Judge Devine’s legal analysis can be summed up by his conclusion that a person claiming residency in a Vermont town must show BOTH an intent to be a permanent resident of that town, coupled with actions sufficient to support that intent. As the judge wrote, “Expressed intent must be viewed in light of the other objective evidence” and that “neither residency or intent alone is enough to establish [domicile].”
Ms. Bucknam points to language contained in guidance on our website stating “the law creates a subjective standard,” and claims this is an “erroneous directive” advising “that individuals with a subjective intent to move to a town are eligible to vote.”
Not surprisingly, she took this language entirely out of context. The complete paragraph on our website from which she extracted a single line to support her argument reads:
The law creates a subjective standard. This means that it is the voter’s intent and actions that determine residency, not how many nights a year the voter sleeps in town.
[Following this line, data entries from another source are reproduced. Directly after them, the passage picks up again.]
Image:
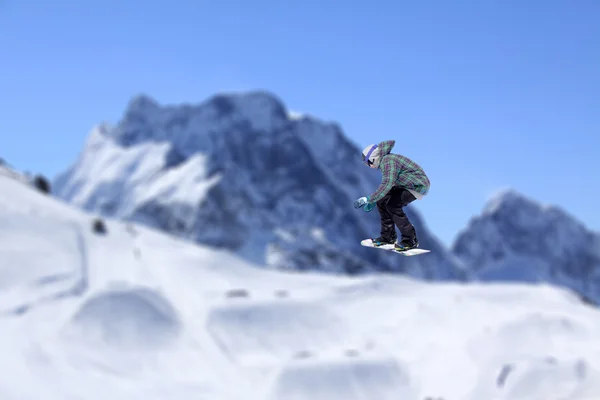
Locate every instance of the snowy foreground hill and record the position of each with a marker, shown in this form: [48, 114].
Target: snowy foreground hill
[518, 239]
[134, 313]
[238, 172]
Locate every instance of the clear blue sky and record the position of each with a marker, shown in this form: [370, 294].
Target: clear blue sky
[484, 94]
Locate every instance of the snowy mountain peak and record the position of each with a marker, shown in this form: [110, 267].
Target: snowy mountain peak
[146, 120]
[230, 171]
[126, 312]
[516, 238]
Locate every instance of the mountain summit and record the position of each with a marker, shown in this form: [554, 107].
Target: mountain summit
[239, 171]
[518, 239]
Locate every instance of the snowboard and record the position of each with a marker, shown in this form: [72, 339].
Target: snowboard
[390, 247]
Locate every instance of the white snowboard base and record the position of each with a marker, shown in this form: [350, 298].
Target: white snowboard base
[390, 247]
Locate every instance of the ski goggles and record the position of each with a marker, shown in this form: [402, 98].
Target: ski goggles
[366, 159]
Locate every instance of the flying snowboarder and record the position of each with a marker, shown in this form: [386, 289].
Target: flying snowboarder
[403, 181]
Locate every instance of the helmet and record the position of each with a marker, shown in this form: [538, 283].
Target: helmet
[370, 155]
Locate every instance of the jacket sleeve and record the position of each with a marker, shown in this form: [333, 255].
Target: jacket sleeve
[389, 171]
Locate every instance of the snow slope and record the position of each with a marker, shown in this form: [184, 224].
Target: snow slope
[136, 314]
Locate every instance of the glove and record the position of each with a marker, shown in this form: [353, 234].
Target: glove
[361, 202]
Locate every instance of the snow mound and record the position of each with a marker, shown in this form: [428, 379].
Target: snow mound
[363, 379]
[123, 318]
[272, 330]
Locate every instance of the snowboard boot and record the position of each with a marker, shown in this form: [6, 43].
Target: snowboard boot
[407, 244]
[380, 241]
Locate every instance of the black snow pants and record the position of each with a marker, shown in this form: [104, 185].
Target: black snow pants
[391, 213]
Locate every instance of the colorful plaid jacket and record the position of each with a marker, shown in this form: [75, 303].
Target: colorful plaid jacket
[397, 170]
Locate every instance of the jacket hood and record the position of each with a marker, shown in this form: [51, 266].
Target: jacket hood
[384, 148]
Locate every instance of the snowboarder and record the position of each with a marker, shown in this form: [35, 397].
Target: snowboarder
[403, 181]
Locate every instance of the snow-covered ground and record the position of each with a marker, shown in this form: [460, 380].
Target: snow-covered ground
[136, 314]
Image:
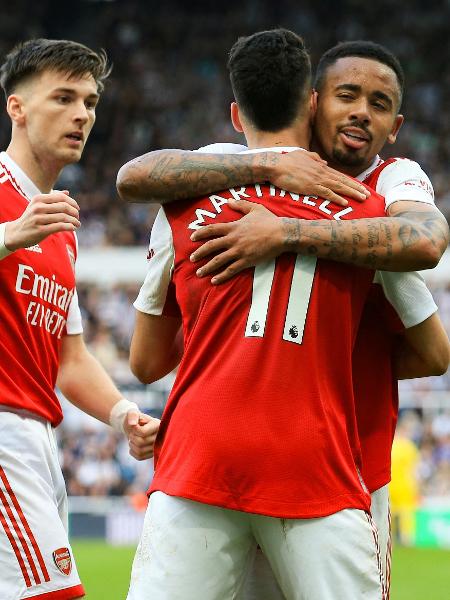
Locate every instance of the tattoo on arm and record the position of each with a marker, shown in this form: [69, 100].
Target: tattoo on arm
[175, 175]
[408, 241]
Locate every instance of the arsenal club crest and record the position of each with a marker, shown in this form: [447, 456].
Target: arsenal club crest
[71, 256]
[63, 560]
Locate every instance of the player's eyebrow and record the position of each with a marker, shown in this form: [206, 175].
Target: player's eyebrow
[72, 92]
[351, 87]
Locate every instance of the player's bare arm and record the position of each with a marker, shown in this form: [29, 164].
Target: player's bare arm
[167, 175]
[45, 214]
[413, 238]
[85, 383]
[156, 346]
[423, 350]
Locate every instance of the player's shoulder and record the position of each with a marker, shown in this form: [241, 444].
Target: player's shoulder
[221, 148]
[398, 166]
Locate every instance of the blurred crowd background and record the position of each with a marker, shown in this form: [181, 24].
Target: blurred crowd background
[169, 88]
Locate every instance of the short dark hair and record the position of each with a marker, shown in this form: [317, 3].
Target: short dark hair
[360, 49]
[35, 56]
[270, 73]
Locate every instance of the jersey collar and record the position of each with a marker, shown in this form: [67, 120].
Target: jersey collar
[377, 161]
[19, 179]
[274, 149]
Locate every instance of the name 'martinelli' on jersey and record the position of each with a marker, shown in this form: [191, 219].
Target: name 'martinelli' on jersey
[257, 191]
[47, 291]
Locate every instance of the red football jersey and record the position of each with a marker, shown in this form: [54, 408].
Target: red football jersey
[375, 386]
[37, 285]
[261, 417]
[376, 390]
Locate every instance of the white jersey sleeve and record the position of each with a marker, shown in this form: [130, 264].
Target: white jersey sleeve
[408, 294]
[153, 293]
[74, 324]
[404, 179]
[224, 148]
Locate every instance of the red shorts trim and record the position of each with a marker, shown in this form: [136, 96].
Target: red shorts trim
[76, 591]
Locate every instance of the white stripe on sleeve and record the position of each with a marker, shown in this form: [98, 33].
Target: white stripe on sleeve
[74, 324]
[404, 179]
[222, 148]
[153, 293]
[408, 294]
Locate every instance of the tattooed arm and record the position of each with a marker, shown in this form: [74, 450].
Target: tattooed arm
[413, 237]
[167, 175]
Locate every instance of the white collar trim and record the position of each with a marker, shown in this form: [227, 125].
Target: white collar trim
[377, 161]
[19, 178]
[274, 149]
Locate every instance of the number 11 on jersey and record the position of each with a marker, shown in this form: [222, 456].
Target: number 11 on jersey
[299, 296]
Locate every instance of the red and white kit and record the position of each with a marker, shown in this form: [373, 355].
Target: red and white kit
[396, 301]
[396, 179]
[38, 307]
[261, 418]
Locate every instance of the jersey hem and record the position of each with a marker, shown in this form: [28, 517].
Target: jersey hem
[76, 591]
[268, 508]
[378, 482]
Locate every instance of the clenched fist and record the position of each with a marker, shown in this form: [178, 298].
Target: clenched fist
[44, 215]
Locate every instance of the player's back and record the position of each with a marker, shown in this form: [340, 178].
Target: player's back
[261, 417]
A voter who has more than one home must decide which one is his or her “principal” dwelling place.
As Judge Devine stated, “Expressed intent must be viewed in light of the other objective evidence.”
Directly contrary to Ms. Bucknam’s claims, the language on our website actually mirrors and confirms the judge’s decision, and has done so since long before the judge’s decision.
The law itself, which I am bound to enforce, requires in its plain language: “an act or acts consistent with that intent.” I have always been clear that objective actions and evidence of the same must be present to support a person’s stated intent to make a town their primary residence.
The residency determination should be made on a case-by-case basis, looking at the facts and intentions of the particular individual — the subject of the application. Merriam Webster’s fourth definition for the term “subjective” is “peculiar to a particular individual.” It is in precisely this way that the term subjective is used in the guidance on my website — on a case-by-case basis, particular to an individual’s specific circumstance.
Again, this guidance is wholly in line with Judge Devine’s decision in the Victory matter. As the judge states in his decision, “[A] determination of domicile necessarily considers the state of mind of an interested party.” Ms. Bucknam can extract pieces of the language from both my website and the judge’s decision in order to conclude that my directives are erroneous, but that doesn’t make it true.
Finally, Ms. Bucknam also asserts that my advice regarding the right of college students to register and vote in the town where they are attending college is contrary to the law and the court’s decision.
As an attorney, Ms. Bucknam should take the time to research the well-established line of court cases that have established the right of college students to vote. Denying those attending college in Vermont the right to register and vote in the town where they are attending school would most likely be overturned by the courts. Ms. Bucknam should do her legal research.